The firing of Jeff Shell’s at Comcast’s NBC Universal was arguably bigger business news, if only because the choices he would have led and the choices someone else will now lead could impact the strategic direction of a much larger business.
The UK’s competition regulator (the CMA) is blocking Microsoft’s acquisition of Activision. I think that there is a lot of understandable concern among regulators about concentration of industries, especially when its leaders are based outside of the country assessing the impact of concentration. I think what should be important to consider is whether or not one player dominating today necessarily prevents someone else from achieving scale in the future. Gaming seems to be a medium where smaller companies can become very large so I don’t think Microsoft’s dominance would ultimately limit competition. More importantly, if Microsoft fails to win an appeal here, I suspect it would reinforce a view that today’s large digital media giants will generally be unable to make meaningful acquisitions, and instead will need to focus on organic growth or break themselves up in order to add scale in different sectors. In a world where most of the world’s largest media/tech companies are going to find it difficult to grow organically by much more than single digits, self-imposed break-ups may look increasingly appealing.
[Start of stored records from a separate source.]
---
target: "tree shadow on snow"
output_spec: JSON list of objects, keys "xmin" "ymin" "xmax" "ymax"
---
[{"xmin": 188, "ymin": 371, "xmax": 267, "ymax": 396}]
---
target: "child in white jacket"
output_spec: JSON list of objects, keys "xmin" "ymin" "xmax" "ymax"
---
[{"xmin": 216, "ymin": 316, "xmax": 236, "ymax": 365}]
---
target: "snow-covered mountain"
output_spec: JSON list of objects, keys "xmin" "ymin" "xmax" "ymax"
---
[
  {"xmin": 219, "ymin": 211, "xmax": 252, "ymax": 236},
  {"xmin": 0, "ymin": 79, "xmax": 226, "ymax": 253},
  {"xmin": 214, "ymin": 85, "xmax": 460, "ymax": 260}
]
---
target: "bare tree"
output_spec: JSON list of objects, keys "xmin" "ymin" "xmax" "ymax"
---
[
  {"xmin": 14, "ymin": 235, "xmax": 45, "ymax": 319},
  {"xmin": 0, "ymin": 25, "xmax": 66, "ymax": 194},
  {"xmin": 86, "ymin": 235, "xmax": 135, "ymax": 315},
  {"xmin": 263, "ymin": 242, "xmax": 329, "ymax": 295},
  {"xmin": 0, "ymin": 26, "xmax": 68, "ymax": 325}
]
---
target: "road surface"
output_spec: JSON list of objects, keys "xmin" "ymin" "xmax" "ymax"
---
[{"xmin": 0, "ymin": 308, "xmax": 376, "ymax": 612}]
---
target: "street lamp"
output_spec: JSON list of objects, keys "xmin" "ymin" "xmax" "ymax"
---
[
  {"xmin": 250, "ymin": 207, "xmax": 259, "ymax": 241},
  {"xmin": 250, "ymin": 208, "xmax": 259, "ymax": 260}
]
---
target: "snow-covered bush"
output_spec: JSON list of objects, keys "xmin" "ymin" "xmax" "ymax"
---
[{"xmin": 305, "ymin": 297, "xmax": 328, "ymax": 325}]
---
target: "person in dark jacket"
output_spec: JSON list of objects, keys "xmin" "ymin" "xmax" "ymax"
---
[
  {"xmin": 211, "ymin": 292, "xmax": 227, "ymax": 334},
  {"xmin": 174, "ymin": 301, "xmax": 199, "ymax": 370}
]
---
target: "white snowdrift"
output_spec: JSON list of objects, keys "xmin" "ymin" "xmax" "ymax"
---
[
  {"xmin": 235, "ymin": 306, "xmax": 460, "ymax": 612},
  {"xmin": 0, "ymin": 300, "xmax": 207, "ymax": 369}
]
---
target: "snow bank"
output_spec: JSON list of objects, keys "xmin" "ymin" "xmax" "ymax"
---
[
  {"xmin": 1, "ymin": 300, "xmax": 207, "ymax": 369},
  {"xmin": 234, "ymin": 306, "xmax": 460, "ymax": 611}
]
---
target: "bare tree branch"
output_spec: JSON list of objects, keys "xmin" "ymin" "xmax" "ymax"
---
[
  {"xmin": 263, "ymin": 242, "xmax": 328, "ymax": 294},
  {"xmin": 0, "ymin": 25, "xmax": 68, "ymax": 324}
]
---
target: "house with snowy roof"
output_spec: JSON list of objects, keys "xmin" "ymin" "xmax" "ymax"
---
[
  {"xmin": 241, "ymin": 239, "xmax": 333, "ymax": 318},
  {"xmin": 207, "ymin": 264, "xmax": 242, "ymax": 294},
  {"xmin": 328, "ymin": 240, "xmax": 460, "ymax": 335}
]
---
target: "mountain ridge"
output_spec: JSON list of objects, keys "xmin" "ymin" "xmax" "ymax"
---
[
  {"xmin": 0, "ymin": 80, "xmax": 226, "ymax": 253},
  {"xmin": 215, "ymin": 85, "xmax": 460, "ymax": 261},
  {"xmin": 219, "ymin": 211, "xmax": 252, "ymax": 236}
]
There was lots of news on the Nielsen and TV measurement front in the United States this past week. The critical take-away is this: as it has been for many decades Nielsen isn’t going anywhere any time soon, as they will continue to be the primary currency that most buyers and sellers of national TV rely on in their upfront negotiations. For all of the genuine interest that advertisers and media owners have in reducing costs of measurement and incorporating new data sets into their media buys, the willingness of market participants to actually walk away from Nielsen is mostly non-existent. It’s usually for good reason: for whatever flaws Nielsen has, others’ flaws are often greater, and staggered contracts between Nielsen and its partners make it difficult for one industry participant to actually walk away from Nielsen as they would otherwise be alone in negotiating in the dark vs. competitors. Moreover, advertisers want comparability vs. prior year data, and everyone wants comparability across media owners and competitors wherever possible. “Alt-measurement” services will absolutely have a growing role in the industry, and may find some niches (such as local TV for Comscore) where it’s easier to more meaningfully change measurement paradigms, but I continue to believe these will be secondary tools rather than primary ones. Of course, individual advertisers could choose to walk away from using Nielsen although it generally remains unlikely that this will occur, as has been the case for many years.